Itu terjadi pada November 2023, saat perjalanan berkemah di Pulau Kangaroo, di selatan Australia. Pemiliknya, Georgia Gardner dan Josh Fishlock, mencarinya selama berhari-hari di semak belukar, tetapi harus pulang tanpa dirinya. Ia memiliki microchip dan AirTag di kalungnya. Keduanya tidak berguna di medan liar itu yang penuh dengan ular berbisa, panas ekstrem, dan predator.
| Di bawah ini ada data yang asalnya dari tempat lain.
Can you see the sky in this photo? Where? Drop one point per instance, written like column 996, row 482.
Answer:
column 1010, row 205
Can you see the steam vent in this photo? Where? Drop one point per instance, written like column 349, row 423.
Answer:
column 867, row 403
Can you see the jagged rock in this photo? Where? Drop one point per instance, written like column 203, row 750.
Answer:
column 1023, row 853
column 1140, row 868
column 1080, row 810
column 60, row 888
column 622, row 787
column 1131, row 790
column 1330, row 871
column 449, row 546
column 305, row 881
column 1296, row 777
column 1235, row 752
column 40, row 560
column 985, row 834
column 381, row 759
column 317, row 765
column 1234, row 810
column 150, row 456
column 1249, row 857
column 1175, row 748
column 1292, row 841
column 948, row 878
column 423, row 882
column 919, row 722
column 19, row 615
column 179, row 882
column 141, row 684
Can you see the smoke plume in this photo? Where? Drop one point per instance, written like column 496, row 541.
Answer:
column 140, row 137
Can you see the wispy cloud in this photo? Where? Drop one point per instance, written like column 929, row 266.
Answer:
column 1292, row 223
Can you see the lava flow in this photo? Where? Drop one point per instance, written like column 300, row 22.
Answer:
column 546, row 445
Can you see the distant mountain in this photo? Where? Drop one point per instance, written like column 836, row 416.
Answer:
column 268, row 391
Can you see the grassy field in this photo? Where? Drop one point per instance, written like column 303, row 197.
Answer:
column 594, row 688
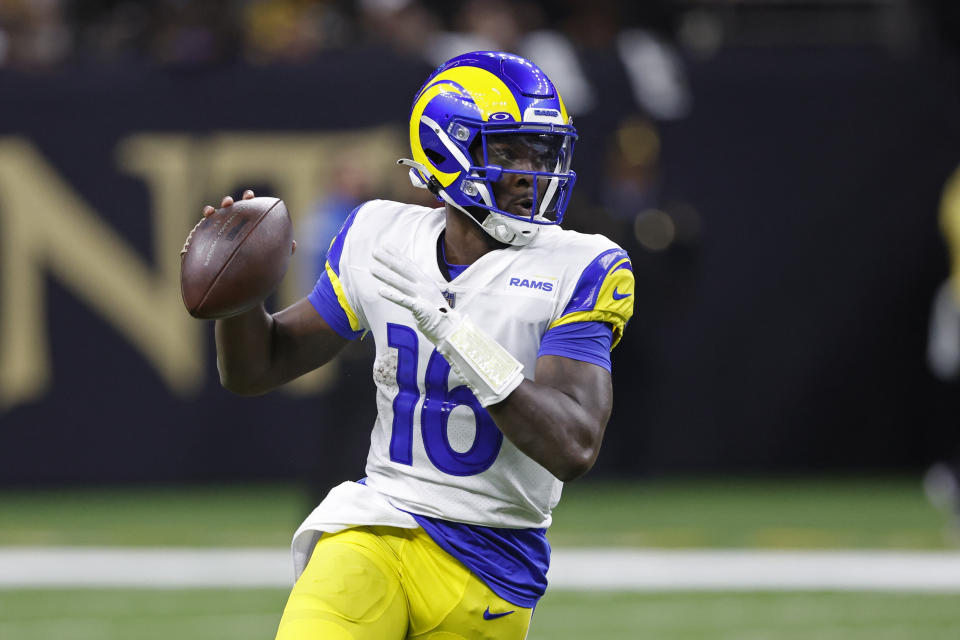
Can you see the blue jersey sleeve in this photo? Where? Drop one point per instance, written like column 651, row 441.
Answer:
column 585, row 341
column 604, row 293
column 328, row 296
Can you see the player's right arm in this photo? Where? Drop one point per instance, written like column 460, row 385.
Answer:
column 258, row 351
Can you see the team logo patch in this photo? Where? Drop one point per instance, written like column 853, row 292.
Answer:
column 532, row 284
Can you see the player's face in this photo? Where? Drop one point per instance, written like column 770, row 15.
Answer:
column 522, row 152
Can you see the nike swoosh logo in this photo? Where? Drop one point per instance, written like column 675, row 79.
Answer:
column 492, row 616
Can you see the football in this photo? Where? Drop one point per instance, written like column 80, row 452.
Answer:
column 235, row 258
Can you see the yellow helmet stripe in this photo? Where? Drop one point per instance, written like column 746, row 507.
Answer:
column 489, row 93
column 446, row 179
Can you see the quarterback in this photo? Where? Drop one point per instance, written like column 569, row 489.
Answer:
column 493, row 328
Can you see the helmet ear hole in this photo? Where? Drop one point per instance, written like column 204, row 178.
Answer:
column 435, row 158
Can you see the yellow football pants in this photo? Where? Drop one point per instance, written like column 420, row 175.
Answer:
column 387, row 583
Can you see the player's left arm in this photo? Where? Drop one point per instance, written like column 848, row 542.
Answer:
column 558, row 419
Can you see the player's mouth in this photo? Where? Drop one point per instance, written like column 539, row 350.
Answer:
column 522, row 207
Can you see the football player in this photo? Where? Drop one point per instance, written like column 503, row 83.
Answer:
column 493, row 328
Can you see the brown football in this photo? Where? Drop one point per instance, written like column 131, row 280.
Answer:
column 235, row 258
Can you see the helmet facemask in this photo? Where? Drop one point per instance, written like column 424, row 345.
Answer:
column 508, row 159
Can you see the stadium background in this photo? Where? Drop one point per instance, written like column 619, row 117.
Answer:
column 774, row 169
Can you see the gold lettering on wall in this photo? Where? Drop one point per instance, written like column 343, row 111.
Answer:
column 46, row 228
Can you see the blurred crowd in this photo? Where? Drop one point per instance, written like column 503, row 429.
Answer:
column 42, row 34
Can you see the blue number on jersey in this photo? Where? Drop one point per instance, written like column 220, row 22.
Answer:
column 435, row 414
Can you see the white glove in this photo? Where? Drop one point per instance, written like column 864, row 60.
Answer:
column 487, row 368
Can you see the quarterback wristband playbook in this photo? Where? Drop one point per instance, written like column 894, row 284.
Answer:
column 487, row 368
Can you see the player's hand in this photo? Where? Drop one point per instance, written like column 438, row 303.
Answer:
column 228, row 201
column 490, row 371
column 406, row 285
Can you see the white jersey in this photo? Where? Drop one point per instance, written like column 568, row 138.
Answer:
column 434, row 450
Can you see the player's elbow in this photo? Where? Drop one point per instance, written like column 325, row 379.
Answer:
column 577, row 461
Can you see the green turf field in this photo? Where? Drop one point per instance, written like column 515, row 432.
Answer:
column 747, row 513
column 253, row 614
column 888, row 513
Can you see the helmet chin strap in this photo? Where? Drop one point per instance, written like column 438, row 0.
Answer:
column 501, row 228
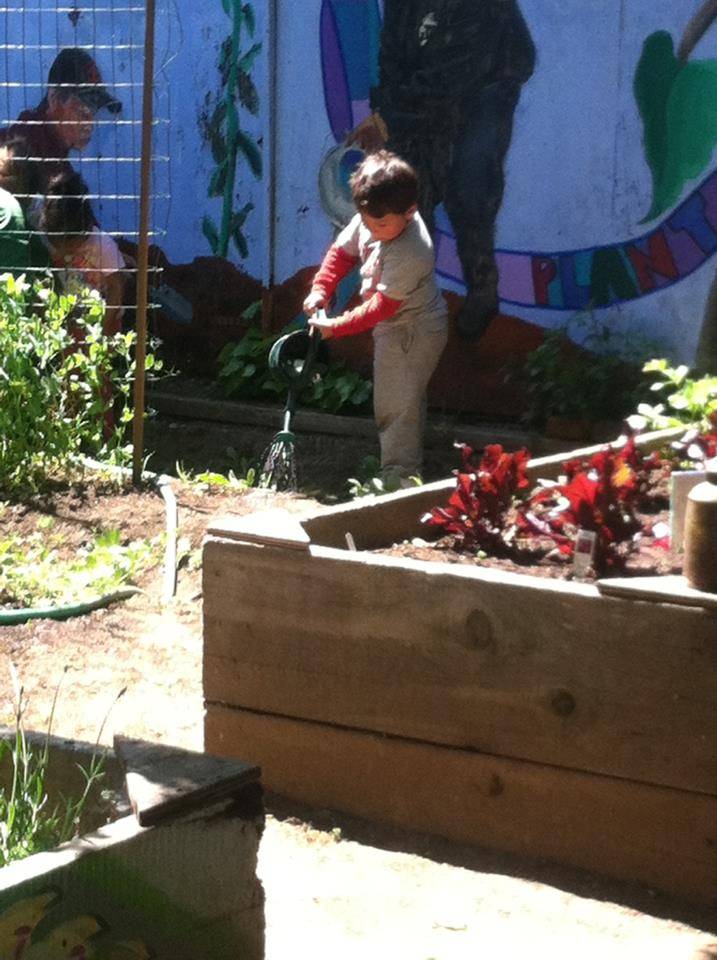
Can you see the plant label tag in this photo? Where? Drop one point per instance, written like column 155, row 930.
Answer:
column 584, row 553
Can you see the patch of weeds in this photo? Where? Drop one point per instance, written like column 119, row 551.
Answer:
column 33, row 574
column 369, row 482
column 28, row 824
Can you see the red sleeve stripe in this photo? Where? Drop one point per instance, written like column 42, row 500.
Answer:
column 335, row 266
column 379, row 307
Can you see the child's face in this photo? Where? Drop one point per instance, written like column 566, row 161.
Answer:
column 388, row 227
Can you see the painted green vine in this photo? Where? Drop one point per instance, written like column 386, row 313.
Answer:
column 227, row 138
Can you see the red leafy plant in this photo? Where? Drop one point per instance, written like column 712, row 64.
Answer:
column 601, row 495
column 479, row 510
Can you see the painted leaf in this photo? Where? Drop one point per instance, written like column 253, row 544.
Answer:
column 67, row 940
column 225, row 60
column 19, row 920
column 247, row 61
column 220, row 112
column 677, row 104
column 249, row 18
column 240, row 243
column 210, row 232
column 251, row 152
column 219, row 180
column 248, row 94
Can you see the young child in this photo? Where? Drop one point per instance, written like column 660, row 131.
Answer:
column 401, row 304
column 81, row 253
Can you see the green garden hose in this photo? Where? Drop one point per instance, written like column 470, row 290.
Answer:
column 12, row 618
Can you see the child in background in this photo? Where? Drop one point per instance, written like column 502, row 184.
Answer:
column 401, row 304
column 80, row 251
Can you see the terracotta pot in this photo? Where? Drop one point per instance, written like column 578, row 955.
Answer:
column 701, row 533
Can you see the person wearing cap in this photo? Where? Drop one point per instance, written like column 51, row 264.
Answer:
column 64, row 119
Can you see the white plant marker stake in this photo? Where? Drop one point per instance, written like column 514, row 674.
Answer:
column 584, row 552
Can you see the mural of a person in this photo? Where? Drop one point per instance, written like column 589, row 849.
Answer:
column 450, row 74
column 21, row 249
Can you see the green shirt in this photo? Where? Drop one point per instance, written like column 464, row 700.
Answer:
column 20, row 248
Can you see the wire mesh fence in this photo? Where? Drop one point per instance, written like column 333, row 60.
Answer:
column 71, row 82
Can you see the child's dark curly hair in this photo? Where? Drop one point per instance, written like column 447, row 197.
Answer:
column 384, row 183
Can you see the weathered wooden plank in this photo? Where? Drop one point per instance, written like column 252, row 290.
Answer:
column 664, row 838
column 509, row 665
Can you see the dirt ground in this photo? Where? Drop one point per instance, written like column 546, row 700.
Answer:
column 336, row 886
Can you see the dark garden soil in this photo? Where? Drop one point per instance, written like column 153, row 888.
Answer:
column 347, row 887
column 539, row 558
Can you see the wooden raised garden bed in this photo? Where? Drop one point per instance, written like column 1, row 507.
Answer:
column 174, row 880
column 542, row 717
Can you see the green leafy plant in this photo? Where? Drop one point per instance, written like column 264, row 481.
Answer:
column 595, row 381
column 32, row 573
column 223, row 130
column 244, row 373
column 28, row 824
column 244, row 479
column 687, row 401
column 59, row 376
column 479, row 511
column 370, row 483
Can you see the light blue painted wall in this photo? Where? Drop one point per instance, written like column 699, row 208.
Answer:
column 575, row 177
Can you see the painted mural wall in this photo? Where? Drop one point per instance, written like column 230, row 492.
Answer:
column 567, row 149
column 609, row 195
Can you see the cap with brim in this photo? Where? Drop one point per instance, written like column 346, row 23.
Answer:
column 76, row 72
column 97, row 98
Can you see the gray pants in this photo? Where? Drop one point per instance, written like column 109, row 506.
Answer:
column 403, row 361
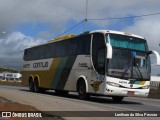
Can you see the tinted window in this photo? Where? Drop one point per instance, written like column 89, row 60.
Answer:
column 75, row 46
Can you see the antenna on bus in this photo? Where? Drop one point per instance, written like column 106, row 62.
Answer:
column 85, row 18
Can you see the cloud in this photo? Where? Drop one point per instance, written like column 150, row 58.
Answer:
column 57, row 14
column 12, row 47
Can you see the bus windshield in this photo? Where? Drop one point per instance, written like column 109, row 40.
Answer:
column 129, row 58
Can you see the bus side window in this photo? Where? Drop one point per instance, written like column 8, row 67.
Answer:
column 98, row 53
column 101, row 61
Berbulan-bulan berlalu. Banyak yang mengira hal terburuk telah terjadi. Hingga pada Februari 2025, seorang petani di pulau itu memotret seekor anjing kecil hitam yang berlari melintasi ladangnya, dan gambar itu sampai kepada Lisa Karran, dari Kangala Wildlife Rescue. Ia dan timnya memasang selusin perangkap berisi makanan dan bahkan jejak aroma yang dibuat menggunakan salah satu kaus lama Gardner. Mereka menangkap posum, kucing liar, dan walabi sebelum akhirnya menangkapnya
Setelah 529 hari sendirian, Valerie diselamatkan ketika para relawan berhasil memancingnya masuk ke dalam kandang untuk mencegahnya kabur lagi. Beberapa hari kemudian, ia kembali kepada pemiliknya dalam keadaan sehat, lebih kuat, dan hampir 2 kilo lebih berat daripada saat ia tersesat.